Látigo y cascabel
Bajo un sol que picaba con la misma fiereza con la que castigan los inclementes jejenes durante una larga noche de playa, esperaba en Marianao el arribo de una guagua que me acercara a mi hogar cuando escuché a una señora preguntarles a quienes buscaban ansiosos alguna sombra —al parecer, en su mayoría vecinos de las cercanías— sobre la actual ubicación de la Casa de Cultura del territorio. Vestida como para una boda, posiblemente no haya podido llegar jamás a tiempo. Y es que nadie podía indicarle la posición exacta de la institución.
Entonces recordé aquellos tiempos en que las Casas de Cultura eran un verdadero palacio de las artes. Fue en la Tomasa Varona, de Las Tunas, donde aprendí a bailar los ritmos que todavía nos distinguen como cubanos en el mundo, al estilo del son, el chachachá, el mambo, el danzón... y que, sin embargo, están en franco proceso de extinción en el terreno de los gustos juveniles.
Como yo, mis compañeros de estudios de entonces lograron combinar mejor los colores, trabajaron la cerámica, escribieron mejores cuentos, encarnaron los más diversos personajes, apreciaron de un modo diferente el cine... y todos, sin excepción, nos convertimos en personas más plenas, más aptas para enfrentar la vida.
Cierto es que, en condiciones de infraestructura más complejas —castigadas seriamente durante el período especial, buena parte de estas instituciones se encuentran en una poco favorable situación constructiva y con escasos materiales para enfrentar su labor—, las Casas de la Cultura intentan recuperar su esplendor de antaño, sin embargo, en ciertos casos apenas existen para algunos.
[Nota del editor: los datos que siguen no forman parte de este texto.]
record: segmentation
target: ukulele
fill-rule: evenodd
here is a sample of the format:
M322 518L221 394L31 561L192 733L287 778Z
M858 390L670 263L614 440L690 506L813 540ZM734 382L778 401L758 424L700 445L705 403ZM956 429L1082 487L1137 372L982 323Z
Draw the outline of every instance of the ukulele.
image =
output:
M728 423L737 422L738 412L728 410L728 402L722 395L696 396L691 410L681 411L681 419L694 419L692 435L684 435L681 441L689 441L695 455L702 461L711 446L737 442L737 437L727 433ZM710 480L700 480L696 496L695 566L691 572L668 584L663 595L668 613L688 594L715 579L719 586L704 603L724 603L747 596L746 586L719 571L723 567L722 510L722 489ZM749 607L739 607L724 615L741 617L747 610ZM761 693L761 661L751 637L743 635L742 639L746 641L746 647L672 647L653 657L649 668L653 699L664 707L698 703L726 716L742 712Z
Y ello debe invitarnos a pensar en qué habrá que hacer para tornar atractivas sus propuestas culturales en tiempos en que la economía del país exige austeridad, lo que se traduce en que la comunidad y el barrio sean los espacios donde el cubano encuentre opciones para emplear a gusto su tiempo libre y para recrearse a plenitud de una manera sana (que no quiere decir aburrida y falta de gracia).
Claro, tales instituciones tendrían, de una vez y por todas, que desperezarse, dejar de intentar sobrevivir respirando con dificultad, para llenarse de aires nuevos y andar. Ello las obliga a entender cabalmente que el arte y el disfrute cultural son capaces de multiplicar en los individuos no solo el goce espiritual, sino también las ideas, los sentimientos patrios.
Por supuesto que en los días que corren se hace mucho más arduo atraer a nuestra gente, que indiscutiblemente ha conseguido hacerse de conocimientos de alto nivel estético y artístico —aunque a veces, por su comportamiento, lo pongamos en duda. Significa entonces que habrá que buscar otros mecanismos, ampliar horarios, sistematizar espacios, informar, socializar lo que se hace y, sobre todo, aprender a escuchar.
Pensando ahora en los jóvenes que habitan en la ciudad de Santa Clara, diría que no son muy diferentes a los capitalinos. Ellos también usan los jeans a la cadera, se tatúan, llevan piercings y convierten en beepers los celulares. Sin embargo, han encontrado en un Centro Cultural El Mejunje, que no hace concesiones, un lugar donde, poniéndose en contacto con lo mejor de la cultura cubana, se sienten a gusto, como en casa. Y Silverio, su director, no ha tenido que llegar a La Luna, aunque bien se lo merece.